Blogueira

•15 Julho, 2008 • Deixe um comentário

Eu sei, faz vidas que eu não escrevo aqui. Não que não tenha nada interessante a dizer, mas paciência me falta.
Eu queria ser uma louca como a Leandra Leal no novo filme dela, Nome Próprio. Ela é uma blogueira viciada em escrever. Também não sei até que ponto isso é bom…

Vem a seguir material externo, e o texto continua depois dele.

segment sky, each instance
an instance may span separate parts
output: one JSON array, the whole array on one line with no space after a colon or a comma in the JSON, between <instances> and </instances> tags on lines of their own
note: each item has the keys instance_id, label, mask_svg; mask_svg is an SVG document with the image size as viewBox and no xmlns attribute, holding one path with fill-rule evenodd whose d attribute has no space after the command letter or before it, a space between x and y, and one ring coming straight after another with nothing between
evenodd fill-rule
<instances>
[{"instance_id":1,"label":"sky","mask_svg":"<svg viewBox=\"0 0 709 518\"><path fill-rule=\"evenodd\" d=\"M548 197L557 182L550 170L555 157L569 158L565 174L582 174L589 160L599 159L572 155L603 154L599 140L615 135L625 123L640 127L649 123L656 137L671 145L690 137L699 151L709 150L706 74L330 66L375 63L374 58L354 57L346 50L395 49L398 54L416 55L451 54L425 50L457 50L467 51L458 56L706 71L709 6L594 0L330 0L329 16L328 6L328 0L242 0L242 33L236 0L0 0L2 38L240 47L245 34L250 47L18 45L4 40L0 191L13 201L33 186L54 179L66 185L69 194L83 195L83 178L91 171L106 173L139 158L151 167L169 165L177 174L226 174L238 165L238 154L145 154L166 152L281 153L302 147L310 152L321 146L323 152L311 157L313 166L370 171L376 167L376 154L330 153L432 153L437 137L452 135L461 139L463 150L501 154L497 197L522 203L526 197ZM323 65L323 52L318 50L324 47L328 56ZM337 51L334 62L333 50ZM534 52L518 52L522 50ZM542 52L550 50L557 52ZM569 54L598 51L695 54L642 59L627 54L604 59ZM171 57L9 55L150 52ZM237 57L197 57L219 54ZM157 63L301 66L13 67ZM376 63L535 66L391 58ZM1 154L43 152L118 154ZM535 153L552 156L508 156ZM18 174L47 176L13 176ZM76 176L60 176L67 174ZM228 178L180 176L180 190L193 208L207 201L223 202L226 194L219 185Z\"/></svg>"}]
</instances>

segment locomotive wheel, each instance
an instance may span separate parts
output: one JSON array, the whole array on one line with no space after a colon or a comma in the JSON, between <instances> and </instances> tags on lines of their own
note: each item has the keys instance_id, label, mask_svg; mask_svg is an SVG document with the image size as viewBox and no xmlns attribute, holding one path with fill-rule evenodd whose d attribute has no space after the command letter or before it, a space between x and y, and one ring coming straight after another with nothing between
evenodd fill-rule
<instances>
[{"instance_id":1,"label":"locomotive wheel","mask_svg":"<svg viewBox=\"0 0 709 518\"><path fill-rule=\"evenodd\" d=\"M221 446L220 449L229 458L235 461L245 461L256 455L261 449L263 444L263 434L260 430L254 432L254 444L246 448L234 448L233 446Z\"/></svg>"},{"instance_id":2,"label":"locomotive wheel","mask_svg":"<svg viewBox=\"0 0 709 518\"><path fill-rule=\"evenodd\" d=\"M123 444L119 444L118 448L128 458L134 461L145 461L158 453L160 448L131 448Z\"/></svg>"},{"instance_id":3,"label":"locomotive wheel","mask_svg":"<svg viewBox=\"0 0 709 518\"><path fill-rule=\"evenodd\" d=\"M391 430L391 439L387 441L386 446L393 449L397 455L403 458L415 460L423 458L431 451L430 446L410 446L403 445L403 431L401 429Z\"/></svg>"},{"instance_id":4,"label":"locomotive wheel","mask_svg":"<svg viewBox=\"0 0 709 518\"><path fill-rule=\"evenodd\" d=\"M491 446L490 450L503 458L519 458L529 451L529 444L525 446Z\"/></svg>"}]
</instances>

“O importante é não fazer nada”

•11 Maio, 2008 • 1 Comentário

Voltando ao tema trabalho, li hoje na revista Superinteressante (edição 252, Maio) uma entrevista com o escritor britânico Tom Hodgkinson. Ele defende  que o empregado deve ser remunerado por produção, não por horas trabalhadas. A justificativa é ótima: você tem uma carga horária a cumprir diariamente, mas nem sempre precisa disso tudo. Você com certeza já se pegou pensando às 16hr que podia ir para casa, apesar de ter de trabalhar até às 18hr, porque simplesmente não tem mais o que fazer. Em certas empresas, é raro, eu sei. Mas acontece (experiência própria).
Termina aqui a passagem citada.